Environmental groups criticize Slovak plan to cull 350 bears

Plans by Slovakia’s government to cull 350 brown bears after a man was mauled to death have been criticized by environmental groups.

Slovakia’s environment minister, Tomáš Taraba, announced the plans on Monday in response to a fatal attack at the weekend. A man’s body was found in woods in central Slovakia on Sunday evening with “devastating” injuries consistent with being mauled by a brown bear.

Taraba said that due to the population growth in brown bears, a cull of 350 bears would be implemented, similar to measures introduced in Romania last year.

The announcement was met with consternation by environmental organizations.

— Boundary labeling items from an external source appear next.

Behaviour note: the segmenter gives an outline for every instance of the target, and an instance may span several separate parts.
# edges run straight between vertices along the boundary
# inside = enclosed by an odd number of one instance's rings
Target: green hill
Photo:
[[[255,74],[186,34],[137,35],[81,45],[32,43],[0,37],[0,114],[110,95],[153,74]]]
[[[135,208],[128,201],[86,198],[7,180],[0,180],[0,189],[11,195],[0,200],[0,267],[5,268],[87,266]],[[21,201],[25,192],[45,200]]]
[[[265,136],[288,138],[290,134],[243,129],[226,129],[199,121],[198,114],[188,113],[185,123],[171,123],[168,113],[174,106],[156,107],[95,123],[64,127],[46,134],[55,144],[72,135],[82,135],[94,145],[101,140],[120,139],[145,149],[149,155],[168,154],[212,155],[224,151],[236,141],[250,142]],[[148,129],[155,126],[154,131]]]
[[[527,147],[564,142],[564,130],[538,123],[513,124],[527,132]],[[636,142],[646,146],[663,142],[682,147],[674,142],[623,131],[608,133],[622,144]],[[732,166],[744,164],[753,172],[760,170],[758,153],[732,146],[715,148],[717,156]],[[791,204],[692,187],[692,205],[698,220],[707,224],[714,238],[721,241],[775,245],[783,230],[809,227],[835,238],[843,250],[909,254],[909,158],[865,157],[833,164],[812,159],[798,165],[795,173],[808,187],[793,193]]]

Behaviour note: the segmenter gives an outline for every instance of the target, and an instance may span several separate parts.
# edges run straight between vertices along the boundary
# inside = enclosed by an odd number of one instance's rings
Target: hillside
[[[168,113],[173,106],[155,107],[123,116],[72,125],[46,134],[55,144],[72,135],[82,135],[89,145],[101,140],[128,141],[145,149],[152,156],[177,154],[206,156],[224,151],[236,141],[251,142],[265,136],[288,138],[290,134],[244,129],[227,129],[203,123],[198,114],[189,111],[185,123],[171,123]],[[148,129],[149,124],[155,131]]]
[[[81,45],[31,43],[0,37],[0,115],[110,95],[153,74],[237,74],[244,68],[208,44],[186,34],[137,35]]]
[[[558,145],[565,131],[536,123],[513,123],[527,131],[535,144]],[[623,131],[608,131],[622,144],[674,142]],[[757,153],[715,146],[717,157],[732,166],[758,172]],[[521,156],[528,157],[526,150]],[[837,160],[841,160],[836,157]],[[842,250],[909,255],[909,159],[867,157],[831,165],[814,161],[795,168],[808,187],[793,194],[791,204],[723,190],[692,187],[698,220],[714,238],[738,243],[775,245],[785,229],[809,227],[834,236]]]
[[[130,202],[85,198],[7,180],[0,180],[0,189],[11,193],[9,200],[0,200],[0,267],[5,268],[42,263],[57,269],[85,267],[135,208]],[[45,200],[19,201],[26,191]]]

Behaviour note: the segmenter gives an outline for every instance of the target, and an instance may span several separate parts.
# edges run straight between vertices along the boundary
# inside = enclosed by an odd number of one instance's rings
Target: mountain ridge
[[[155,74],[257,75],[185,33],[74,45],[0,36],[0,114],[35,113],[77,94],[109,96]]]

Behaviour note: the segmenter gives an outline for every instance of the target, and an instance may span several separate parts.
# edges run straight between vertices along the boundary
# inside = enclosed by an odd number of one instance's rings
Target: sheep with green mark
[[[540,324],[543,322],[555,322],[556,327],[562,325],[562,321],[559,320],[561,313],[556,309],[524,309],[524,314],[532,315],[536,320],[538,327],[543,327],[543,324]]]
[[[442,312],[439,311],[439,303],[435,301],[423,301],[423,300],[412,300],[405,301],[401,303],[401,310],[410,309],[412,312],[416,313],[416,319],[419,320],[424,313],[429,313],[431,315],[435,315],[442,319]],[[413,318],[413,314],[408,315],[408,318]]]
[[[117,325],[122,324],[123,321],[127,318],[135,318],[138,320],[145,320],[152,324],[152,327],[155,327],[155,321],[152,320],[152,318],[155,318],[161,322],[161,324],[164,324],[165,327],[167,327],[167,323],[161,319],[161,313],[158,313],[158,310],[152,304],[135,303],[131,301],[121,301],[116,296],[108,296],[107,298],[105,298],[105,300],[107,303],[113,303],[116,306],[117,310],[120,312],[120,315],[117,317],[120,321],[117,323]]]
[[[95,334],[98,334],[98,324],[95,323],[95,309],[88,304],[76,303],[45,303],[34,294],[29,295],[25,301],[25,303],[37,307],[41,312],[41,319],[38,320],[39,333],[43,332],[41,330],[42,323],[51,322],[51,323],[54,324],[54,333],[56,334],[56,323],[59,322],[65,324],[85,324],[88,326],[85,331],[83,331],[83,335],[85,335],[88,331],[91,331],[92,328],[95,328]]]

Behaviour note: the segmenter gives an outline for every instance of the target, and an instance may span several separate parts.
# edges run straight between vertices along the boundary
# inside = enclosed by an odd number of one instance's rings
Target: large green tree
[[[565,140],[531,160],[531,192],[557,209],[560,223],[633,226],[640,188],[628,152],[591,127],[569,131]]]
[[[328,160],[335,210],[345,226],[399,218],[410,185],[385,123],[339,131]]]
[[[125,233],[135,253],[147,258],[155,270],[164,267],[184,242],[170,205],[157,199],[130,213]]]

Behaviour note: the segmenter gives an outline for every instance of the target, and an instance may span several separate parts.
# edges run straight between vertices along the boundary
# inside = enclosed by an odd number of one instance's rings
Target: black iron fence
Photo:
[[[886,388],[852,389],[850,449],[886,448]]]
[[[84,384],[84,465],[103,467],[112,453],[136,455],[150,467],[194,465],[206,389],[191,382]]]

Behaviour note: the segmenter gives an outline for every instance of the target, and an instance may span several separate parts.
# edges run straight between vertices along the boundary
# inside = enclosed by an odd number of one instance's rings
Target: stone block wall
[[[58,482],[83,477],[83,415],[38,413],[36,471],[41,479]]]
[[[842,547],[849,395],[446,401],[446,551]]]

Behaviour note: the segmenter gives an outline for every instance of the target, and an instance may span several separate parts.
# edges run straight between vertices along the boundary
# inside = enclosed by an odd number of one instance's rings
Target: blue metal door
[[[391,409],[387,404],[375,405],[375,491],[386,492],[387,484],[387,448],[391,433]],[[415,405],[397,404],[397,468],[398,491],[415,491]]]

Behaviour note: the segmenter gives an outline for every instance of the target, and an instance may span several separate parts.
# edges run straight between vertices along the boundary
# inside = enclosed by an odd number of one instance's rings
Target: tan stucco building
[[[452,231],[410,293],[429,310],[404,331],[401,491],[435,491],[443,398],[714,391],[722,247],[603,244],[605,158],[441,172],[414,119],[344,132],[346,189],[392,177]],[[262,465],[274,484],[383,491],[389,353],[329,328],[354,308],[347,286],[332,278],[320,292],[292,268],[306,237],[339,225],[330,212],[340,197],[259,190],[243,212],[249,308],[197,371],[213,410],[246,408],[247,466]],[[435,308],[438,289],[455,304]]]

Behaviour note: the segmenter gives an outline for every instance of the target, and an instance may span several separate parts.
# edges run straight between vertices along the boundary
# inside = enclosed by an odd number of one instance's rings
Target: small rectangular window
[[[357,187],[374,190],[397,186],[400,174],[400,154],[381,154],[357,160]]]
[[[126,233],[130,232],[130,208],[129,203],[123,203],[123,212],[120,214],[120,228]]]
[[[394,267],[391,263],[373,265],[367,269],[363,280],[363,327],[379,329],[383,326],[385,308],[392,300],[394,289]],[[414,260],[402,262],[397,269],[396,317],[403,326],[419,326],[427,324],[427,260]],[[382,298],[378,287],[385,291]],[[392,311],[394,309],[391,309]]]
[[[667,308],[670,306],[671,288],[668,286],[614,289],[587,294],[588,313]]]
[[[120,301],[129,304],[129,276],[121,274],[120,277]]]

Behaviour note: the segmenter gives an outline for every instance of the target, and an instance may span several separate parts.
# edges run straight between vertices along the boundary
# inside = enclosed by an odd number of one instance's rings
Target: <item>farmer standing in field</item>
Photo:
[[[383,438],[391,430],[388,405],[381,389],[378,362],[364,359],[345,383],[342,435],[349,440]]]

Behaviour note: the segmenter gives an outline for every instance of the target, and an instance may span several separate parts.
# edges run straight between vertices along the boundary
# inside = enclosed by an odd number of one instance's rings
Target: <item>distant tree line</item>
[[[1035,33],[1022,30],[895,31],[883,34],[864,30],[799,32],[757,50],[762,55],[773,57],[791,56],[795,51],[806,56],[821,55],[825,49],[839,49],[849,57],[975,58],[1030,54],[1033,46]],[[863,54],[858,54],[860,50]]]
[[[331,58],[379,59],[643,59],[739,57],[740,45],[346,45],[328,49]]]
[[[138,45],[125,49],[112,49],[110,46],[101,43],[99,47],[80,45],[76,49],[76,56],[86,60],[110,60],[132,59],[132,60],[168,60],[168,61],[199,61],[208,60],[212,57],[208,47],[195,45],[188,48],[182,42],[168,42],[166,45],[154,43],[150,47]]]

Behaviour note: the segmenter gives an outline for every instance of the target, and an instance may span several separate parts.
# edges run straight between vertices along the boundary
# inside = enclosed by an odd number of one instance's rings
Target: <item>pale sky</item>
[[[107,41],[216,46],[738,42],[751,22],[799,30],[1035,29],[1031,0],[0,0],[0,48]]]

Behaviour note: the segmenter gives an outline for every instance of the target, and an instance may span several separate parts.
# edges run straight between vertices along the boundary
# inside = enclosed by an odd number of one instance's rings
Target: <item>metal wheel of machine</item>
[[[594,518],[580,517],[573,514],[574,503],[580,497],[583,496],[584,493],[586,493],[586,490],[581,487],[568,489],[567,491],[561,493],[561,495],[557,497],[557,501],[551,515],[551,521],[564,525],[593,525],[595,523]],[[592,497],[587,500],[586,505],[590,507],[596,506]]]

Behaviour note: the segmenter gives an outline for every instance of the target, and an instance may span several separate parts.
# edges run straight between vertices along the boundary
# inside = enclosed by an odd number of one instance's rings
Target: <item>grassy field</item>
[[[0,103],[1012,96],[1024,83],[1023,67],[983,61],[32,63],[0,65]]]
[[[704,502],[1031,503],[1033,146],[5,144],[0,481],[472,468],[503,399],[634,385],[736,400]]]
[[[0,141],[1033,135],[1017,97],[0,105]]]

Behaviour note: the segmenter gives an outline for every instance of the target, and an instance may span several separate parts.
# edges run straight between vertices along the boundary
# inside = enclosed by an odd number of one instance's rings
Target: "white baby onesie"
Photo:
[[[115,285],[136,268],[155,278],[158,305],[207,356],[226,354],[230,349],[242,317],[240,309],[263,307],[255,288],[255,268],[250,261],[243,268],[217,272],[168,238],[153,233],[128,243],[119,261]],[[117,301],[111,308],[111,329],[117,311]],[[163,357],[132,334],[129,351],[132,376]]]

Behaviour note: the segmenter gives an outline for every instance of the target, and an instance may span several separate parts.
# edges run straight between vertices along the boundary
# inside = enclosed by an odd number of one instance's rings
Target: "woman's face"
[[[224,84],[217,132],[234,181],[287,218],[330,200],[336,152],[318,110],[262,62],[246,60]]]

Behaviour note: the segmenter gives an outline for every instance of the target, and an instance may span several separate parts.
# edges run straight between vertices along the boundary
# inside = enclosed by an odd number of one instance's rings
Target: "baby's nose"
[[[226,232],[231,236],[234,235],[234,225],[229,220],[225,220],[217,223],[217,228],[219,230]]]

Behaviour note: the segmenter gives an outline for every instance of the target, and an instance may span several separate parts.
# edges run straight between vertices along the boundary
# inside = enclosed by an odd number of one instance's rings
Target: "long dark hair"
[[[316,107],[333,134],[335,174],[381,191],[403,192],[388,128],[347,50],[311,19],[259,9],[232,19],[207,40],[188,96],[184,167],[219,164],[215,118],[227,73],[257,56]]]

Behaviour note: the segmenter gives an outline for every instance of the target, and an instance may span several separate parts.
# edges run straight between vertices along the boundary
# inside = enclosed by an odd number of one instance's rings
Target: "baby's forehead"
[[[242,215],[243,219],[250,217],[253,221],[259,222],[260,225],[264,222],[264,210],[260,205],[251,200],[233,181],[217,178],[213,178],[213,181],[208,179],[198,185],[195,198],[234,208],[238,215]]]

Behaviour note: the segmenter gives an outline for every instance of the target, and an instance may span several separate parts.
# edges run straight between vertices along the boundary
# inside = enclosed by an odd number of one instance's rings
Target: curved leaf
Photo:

“This is just a hysterical reaction [by the government] to the tragedy on Sunday night,” Pavol Žilinčík, a lawyer and policy manager at World Wildlife Foundation (WWF) Slovakia, told TVP World. “The government simplifies things by thinking ‘there are too many bears so let’s kill some’. But the solution should be introducing measures that reduce bear encounters.”

One step, he said, would be to stop hunters using food to attract deer and elk as that can also bring bears close to humans. Other measures are educating people on how to avoid bears and the introduction of bear-proof rubbish bins, which would stop bears coming into towns and villages to find food waste.

In a press statement the WWF also argued that the cull contravened international obligations and would be illegal. The statement also cited a representative of the We Are the Forest conservation organization saying that “blanket and non-targeted shooting of bears is not a solution.”

The Carpathian Brown Bear Project, a Poland-based conservation group, reported last year that following changes in Slovakia’s bear management policy to permit more hunting of “unwanted” or “undesirable” brown bears, the move would affect neighboring bear populations, including in Poland and the Czech Republic.
The WWF also said that it had been “scientifically proven” that shooting bears fails to reduce the number of bear-human encounters.

Politically too, the cull proved contentious. The opposition Christian Democrats (KDH) described the plans as “excessive” and said the problem needed to be addressed locally with a focus on prevention.

The European brown bear (Ursus arctos arctos) is protected by the EU’s Habitats Directive and the Bern Convention on the Conservation of European Wildlife and Natural Habitats. It was hunted to near extinction in Slovakia, with only a few dozen remaining by the 1930s. In 2020, the brown bear population in the Slovakian Carpathian Mountains was estimated at 2,500–3,000.

A bill proposing the declaration of a state of emergency in order to enable the cull was passed by Slovakia’s parliament on Wednesday.